The Government and Higher Education

The area of higher education is remarkably vast, having a variety of constituents, less or more contributive in nature. Also, like every other part of the social structure, good and bad lie in equilibrium there. Since corruption has radically made it to every sector of our society, there remain all the chances for a sensitive area like education to get affected, no exception.

College managements (private ones, especially) are too big bodies to get stormed away in the fury of corruption. In fact, they need to move with the flow and become a part of corruption in one way or the other. Every now and then, however, the delicate air of the area of higher education can be seen turning out to be insecure for students. Pity!

There is nothing complex in understanding that the weaker unit is always dominated in every social relationship, which students here in this case are. If anything adverse has to happen because of whatever irrational corruption carries along, that will happen to students. Not everyone thinks such thinking is thoughtful, though.

Where the idea of some legal body’s control over higher education institutes comes is the intellectual section of our society. Well educated intellectual people actually care for students, their future and career. They suggest that if there is a body required to govern institutes imparting higher education, it should be government itself. This they believe is the best way to make the control as pure and authentic as it ultimately can be.

Unlike that, those who deny this concept, strongly argue that government’s control on higher education can’t necessarily be transparent and corruption-free. This is exactly when a rich-in-contradiction narrative (always varying from person to person, obviously) of why there should or/and shouldn’t be some decree system to control higher education in India can be felt flowing around.

Is Government’s Control Actually Required?

In December 2010, the All India Council for Technical Education (AICTE) issued its notification with a new set of rules for B-schools. It included instructions to finish MBA entrance exams such as XAT, ATMA and MICAT. It also stated that only MAT and CAT or exams conducted by any state government will be main means of admission in B-schools.

Furthermore, the circular implemented fee related regulations wherein B-schools were denied right to set fee according to their own structure. Also, because of the changes that were introduced, now higher education institutes need to admit students only through a state government controlled process. This is how government has managed to regulate higher education institutes. Though any policy implemented by government can’t be challenged, still common man willing to react on such rules and regulations (to prove them right or wrong in this way?) can’t be ignored. Everything governments do, after all, is for common man.

Mass Reaction – Consensus or Disagreement?

To a reasonable extent, having a regulatory body comprising of an excellent regulatory mechanism to tame higher education institutes is essential. Imparting education to young minds, future pillars of a country, after all, is a task full of responsibility. Then anybody opening up an institute in a residence-like accommodation doesn’t make sense.
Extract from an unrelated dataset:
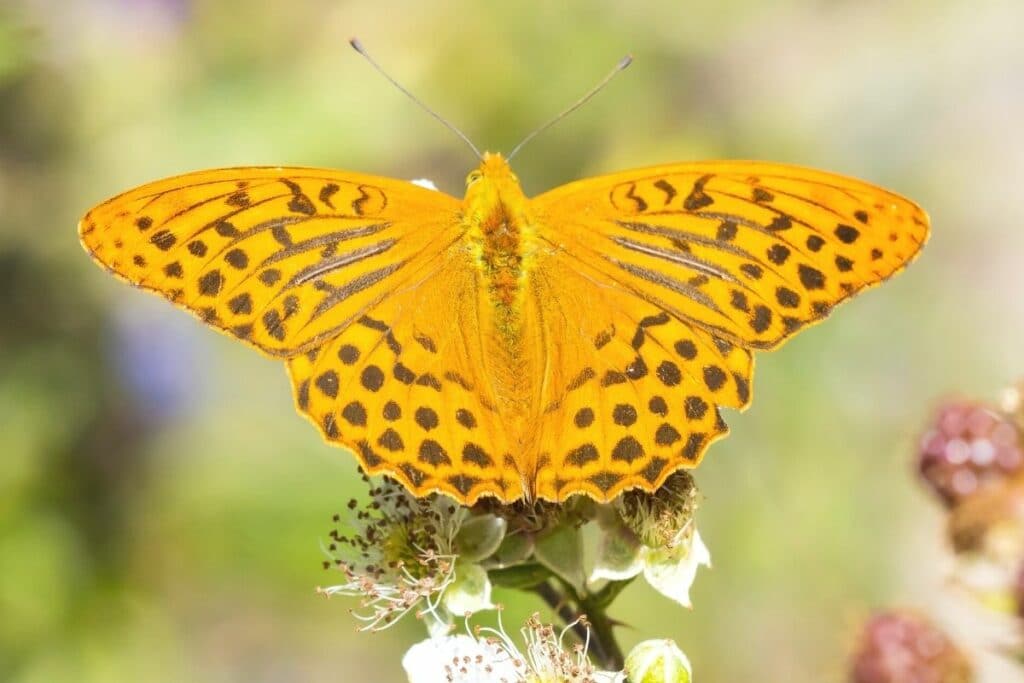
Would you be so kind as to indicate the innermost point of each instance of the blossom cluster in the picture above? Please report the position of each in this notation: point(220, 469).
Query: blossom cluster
point(436, 560)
The worse, they charge enormous fees and provide students with almost negligible facilities and education in this way becomes more of a profit-making thing.

As suggests our original education policy, education can’t be for profit and should be for all, irrespective of which class or caste one belongs to. To make this actually happen, we need a regulatory mechanism in place. Also, this is only through government’s control that we can put a check on low grade and unrecognized educational organizations.

At the same time though, imposing too much regulations is like challenging liberalization. We need to keep in mind that it was economic liberalization which helped India emerge as the fastest growing economy in the world. We can’t, again, set excess of rules and regulations for higher education institutes as they promote innovation. Generally, we don’t see government schools and colleges coming up with new curricula that lead to innovation among students. And when private institutes of higher education want to design and implement new course structure, we deny it in order to defend the rules prevailing for long back. This can’t be called fair, no.

All in all, and for the most part, there is a common belief among us that governments should concentrate on tightening the reins of unrecognized institutes making back-door entries. And if our government, instead, interferes in how established and recognized centres of higher education function, it is completely unfair. Then why do it when nothing worthwhile is going to come out of it?